Maybe a “war on the bloody obvious” should be declared, get Blair to do a bit post-PM creative writing – a dodgy dossier on WMDs – Weather of Mass Destruction…
(As a footnote, has anyone calculated the carbon footprint of the 3 armed services – just per annum fuel use? It must be horrendous…)

    And another…

    National governments have (a) surrendered the control of their economies to corporations accountable only to their shareholders, and (b) are so in awe of the “international investor class” – and their offshore tax havens – that they dare no longer ask them to make their fair share of the contributions necessary, lest they be off to more tax-friendly pastures. (Flooded pastures?)
    Meanwhile, carry on building new housing on flood plains, and avoid joined-up government: it disrupts 'easy' short-termist 'solutions'.

    Right, that's enough about accountants…Sx

  4. Bella on April 18th, 2011 4:37 pm

    sit her down and talk to her.
    if she doesn't listen; let her learn on her own.

    *i didn't read it though; it's too long lol*

  5. Twitter on April 19th, 2011 9:09 am

    Packing bags & food supplies – and all my bike gear – for weekend in Avoca – MTB race on Sunday ! (7 degrees overnight – ride at 8am !)

  6. Insurance Pickle.com on July 3rd, 2011 1:43 pm

    The squeaky wheel gets the oil.
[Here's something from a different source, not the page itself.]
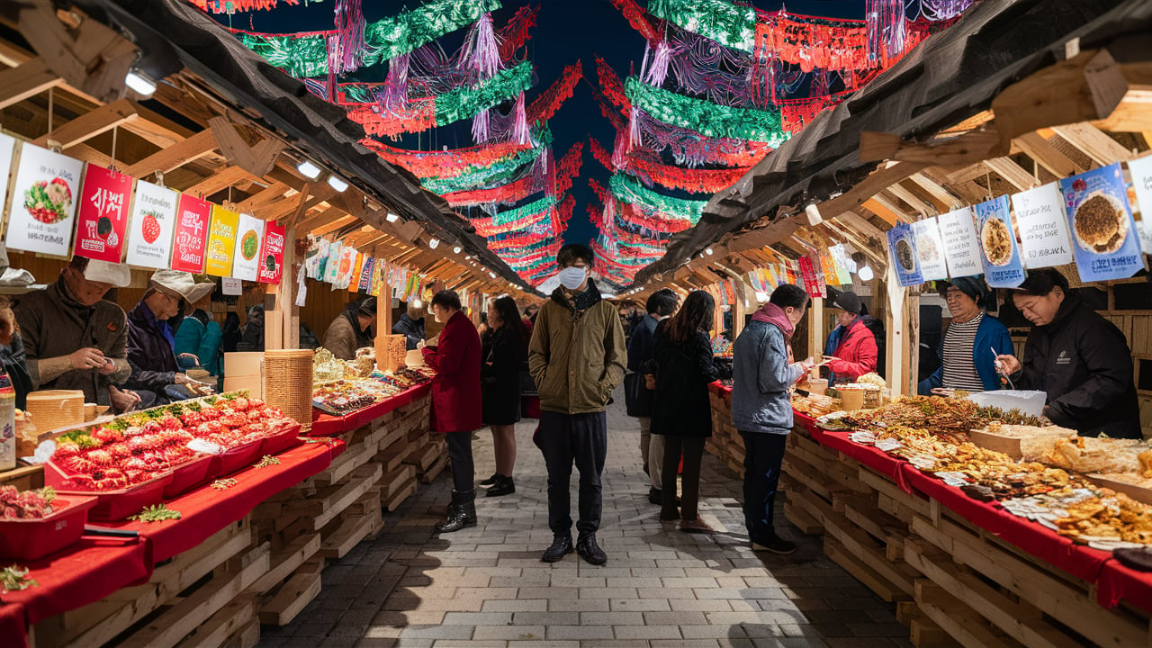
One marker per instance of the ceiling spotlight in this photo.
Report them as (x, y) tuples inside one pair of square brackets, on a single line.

Call and complain and tell them you're only going to pay what you would have owed if they sent it to a network lab. It's not your fault they didn't send it to the right place. They know what coverage you have and it's their responsibility to get it right.

    I complained at the doctor's office and they called the lab. The lab wrote the whole thing off and I paid nothing.

    Also, don't pay any bill until you get the EOB (Explanation Of Benefits) from your insurance company. When they send you a bill tell them to bill the insurance company first and then bill you. Good luck.